Rakesh Kapoor, Reckitt Benckiser chief executive officer, said, “We are very pleased to have reached a mutually beneficial agreement with Schiff and are excited to enter the $30 billion global vitamins, minerals and supplements market with such a strong portfolio of high quality branded business in the USA. Schiff’s portfolio is an excellent fit with our strategic focus on health and hygiene, where in health care in the USA we already have Mucinex, Delsym, Cepacol and Durex as major brands.”

“The sub-categories within which Schiff operates have strong growth momentum and to this we expect to combine Reckitt Benckiser’s strong go to market capabilities as well as proven skills in branding, innovation and consumer communication and education.” “The integration process will be undertaken promptly following completion of the transaction, so that the business can continue its growth trajectory with minimum disruption and realize synergies as soon as possible. Reckitt Benckiser expects the tender offer to close before the end of calendar year 2012.”

Kapoor concluded, “We are confident that our considerable expertise in building great consumer brands will drive sustainable growth and shareholder returns from this transaction.”

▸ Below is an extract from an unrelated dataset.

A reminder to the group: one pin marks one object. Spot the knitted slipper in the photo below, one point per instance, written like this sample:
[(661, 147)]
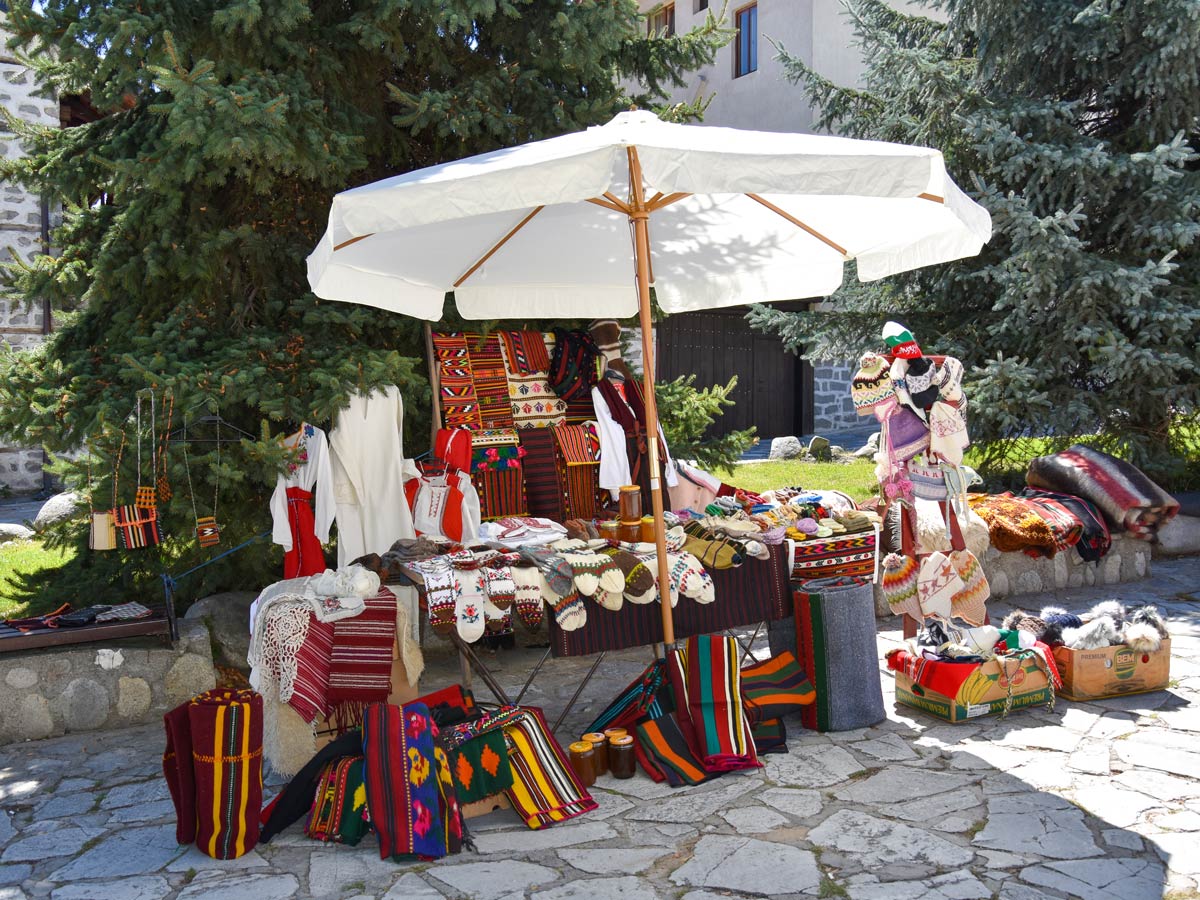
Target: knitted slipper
[(556, 569), (501, 589), (639, 581), (970, 603), (570, 613), (899, 585), (468, 605), (937, 582), (527, 598), (691, 577)]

The financial information disclosure dated October 29, 2012 and made public in Schiff’s 14C SEC filing on November 5, 2012, indicated projected net sales of approximately $385 million and forecast proforma EBITDA of approximately $84.6 million for the fiscal year ending May 31, 2013.

Pursuant to the merger agreement, Reckitt Benckiser will amend its tender offer documents to, among other matters, remove the conditions relating to due diligence and the execution of a definitive merger agreement. The tender offer will remain subject to customary conditions, including the tender of a majority in voting power of Schiff shares of common stock and the expiration or early termination of the applicable waiting period under the Hart-Scott-Rodino Antitrust Improvements Act (HSR Act).

Morgan Stanley & Co. Limited is acting as exclusive financial adviser to Reckitt Benckiser and no one else in connection with the matters described in this announcement. In connection with such matters, Morgan Stanley & Co. Limited, its affiliates and their respective directors, officers, employees and agents will not regard any other person as their client, nor will they be responsible to any other person for providing the protections afforded to their clients or for providing advice in relation to the transaction, the contents of this announcement or any other matter referred to herein.

Paul, Weiss, Rifkind, Wharton & Garrison LLP is serving as Reckitt Benckiser’s legal advisor.